AN ANNUAL community cycling event is coming back to Albany, with participants gearing up to cycle for a good cause.

The event is hosted by MSWA, a not-for-profit organisation which provides vital support and services for people living with neurological conditions in Western Australia.

The community is encouraged to get involved by fundraising or sponsoring riders to participate, helping to raise funds for MSWA to continue providing its support services.

The event will kick off at Emu Point on March 13, where participants choose between a 10km family ride, 40km, 80 km or the 135km challenge route.

In its fourth year running in Albany, the cycling routes takes riders through iconic landmarks and scenic locations, drawing in participants from all over the region and Perth.

The Cridge family are this year’s event ambassadors, with Mackenzie riding on behalf of her father Rob, who is a long-term advocate for people living with neurological conditions like himself.

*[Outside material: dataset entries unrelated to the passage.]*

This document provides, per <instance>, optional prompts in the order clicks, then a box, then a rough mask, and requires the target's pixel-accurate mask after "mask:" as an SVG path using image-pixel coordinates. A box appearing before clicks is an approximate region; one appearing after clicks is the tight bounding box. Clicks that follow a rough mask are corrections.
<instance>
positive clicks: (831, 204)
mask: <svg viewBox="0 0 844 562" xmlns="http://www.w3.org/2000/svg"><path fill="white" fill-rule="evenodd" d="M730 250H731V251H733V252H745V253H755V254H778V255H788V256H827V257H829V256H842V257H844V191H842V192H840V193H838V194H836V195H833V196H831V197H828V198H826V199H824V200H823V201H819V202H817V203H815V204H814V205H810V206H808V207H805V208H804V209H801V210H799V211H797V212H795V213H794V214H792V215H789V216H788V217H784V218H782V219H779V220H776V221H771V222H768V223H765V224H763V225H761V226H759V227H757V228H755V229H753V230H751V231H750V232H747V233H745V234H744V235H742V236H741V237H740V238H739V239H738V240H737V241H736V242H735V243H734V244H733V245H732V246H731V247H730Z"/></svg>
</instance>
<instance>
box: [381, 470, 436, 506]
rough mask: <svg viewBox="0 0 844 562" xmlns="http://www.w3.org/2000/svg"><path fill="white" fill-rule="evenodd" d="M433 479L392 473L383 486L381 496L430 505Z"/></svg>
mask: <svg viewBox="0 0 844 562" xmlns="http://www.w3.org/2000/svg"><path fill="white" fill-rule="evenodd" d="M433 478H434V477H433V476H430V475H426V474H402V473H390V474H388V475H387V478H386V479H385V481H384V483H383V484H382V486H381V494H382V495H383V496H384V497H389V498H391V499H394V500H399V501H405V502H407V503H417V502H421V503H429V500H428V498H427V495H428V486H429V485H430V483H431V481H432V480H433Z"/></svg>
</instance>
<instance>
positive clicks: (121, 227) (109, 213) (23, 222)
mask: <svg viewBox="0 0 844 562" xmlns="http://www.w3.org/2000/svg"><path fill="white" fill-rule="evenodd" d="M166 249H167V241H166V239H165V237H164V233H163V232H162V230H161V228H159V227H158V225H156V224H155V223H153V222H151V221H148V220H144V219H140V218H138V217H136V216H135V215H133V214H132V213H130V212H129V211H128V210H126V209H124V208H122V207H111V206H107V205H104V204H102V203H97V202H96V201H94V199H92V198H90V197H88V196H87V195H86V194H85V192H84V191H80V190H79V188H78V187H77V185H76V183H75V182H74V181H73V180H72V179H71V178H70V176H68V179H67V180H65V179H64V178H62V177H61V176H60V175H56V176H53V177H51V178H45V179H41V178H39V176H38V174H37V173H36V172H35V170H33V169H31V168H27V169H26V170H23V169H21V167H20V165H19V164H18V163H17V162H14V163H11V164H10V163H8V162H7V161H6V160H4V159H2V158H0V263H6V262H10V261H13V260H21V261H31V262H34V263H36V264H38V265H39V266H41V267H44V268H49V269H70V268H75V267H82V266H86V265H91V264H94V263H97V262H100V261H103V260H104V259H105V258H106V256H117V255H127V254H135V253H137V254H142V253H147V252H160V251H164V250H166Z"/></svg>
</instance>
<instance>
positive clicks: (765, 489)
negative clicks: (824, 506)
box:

Last year Mackenzie took part in the 2020 MSWA Albany ride, helping to raise awareness and vital funds for hundreds of people living with all neurological conditions in the Great Southern region.

Mackenzie said she is inspired and motivated by her father to continue his work in helping the community.

“It’s about being able to show support and help in a way for not only my dad but others living with MS,” she says.

MSWA Events Manager Gail Szabo said they’re hoping to have another great turnout after 200 participants got on the bikes last year.

“It’s all about having an event that brings the community together more and the other important thing is the funds that we do raise stay in the Great Southern and go to support our members, clients and customers in that region,” she said.

“We’re really excited to keep com- ing back, year on year it grows and has a great atmosphere on the day.”

“We’re looking forward to coming back to Albany and raising some much-needed funds.”